(HealthDay News) — Pregnant women with likely diagnoses of both posttraumatic stress disorder (PTSD) and a major depressive episode are at increased risk of preterm birth, according to research published online June 11 in JAMA Psychiatry.

Kimberly Ann Yonkers, MD, of the Yale School of Medicine in New Haven, CT, and colleagues assessed the associations of PTSD, major depressive disorder, and antidepressant or anxiolytic treatment, with preterm birth.

The researchers found that recursive partitioning analysis showed high rates of preterm birth among women with PTSD, including women with PTSD who met the criteria for a major depressive episode. Logistic regression analysis confirmed increased risk of preterm birth among pregnant women who had likely diagnoses of both PTSD and major depressive disorder (odds ratio [OR], 4.08; 95% confidence interval [CI], 1.27–13.15). The risk of preterm birth was increased among pregnant women who used a serotonin reuptake inhibitor (OR, 1.55; 95% CI, 1.02–2.36) or a benzodiazepine medication (OR, 1.99; 95% CI, 0.98–4.03).

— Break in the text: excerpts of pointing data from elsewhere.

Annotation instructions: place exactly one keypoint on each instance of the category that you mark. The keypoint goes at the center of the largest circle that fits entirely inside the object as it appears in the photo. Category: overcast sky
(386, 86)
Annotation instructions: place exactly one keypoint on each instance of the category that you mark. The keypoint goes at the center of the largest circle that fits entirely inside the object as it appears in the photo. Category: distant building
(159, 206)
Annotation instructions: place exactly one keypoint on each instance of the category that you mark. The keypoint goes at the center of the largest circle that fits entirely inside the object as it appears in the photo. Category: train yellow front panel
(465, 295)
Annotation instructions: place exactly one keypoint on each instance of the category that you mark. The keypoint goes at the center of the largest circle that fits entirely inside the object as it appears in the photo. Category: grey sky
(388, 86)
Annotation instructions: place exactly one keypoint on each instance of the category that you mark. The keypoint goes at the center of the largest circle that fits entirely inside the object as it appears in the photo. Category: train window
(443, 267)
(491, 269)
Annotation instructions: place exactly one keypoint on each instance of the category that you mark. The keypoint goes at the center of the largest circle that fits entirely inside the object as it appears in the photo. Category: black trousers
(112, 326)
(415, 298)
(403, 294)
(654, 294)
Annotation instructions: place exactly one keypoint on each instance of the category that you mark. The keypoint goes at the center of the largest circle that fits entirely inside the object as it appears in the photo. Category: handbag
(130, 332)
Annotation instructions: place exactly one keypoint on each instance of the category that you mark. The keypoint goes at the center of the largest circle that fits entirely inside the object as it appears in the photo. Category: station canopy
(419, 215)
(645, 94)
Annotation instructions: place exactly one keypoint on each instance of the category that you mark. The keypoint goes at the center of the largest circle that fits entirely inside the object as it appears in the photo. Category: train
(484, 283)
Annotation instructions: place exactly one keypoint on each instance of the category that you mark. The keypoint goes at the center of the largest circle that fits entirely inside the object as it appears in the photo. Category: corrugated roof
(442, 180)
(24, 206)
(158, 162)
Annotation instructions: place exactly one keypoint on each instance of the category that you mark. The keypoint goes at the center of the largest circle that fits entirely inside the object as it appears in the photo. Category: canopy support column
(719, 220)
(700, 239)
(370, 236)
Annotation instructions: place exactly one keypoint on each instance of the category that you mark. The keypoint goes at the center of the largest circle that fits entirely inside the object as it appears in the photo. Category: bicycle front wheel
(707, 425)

“Women with likely diagnoses of both PTSD and a major depressive episode are at a four-fold increased risk of preterm birth; this risk is greater than, and independent of, antidepressant and benzodiazepine use and is not simply a function of mood or anxiety symptoms,” the authors write.

One author disclosed financial ties to pharmaceutical companies.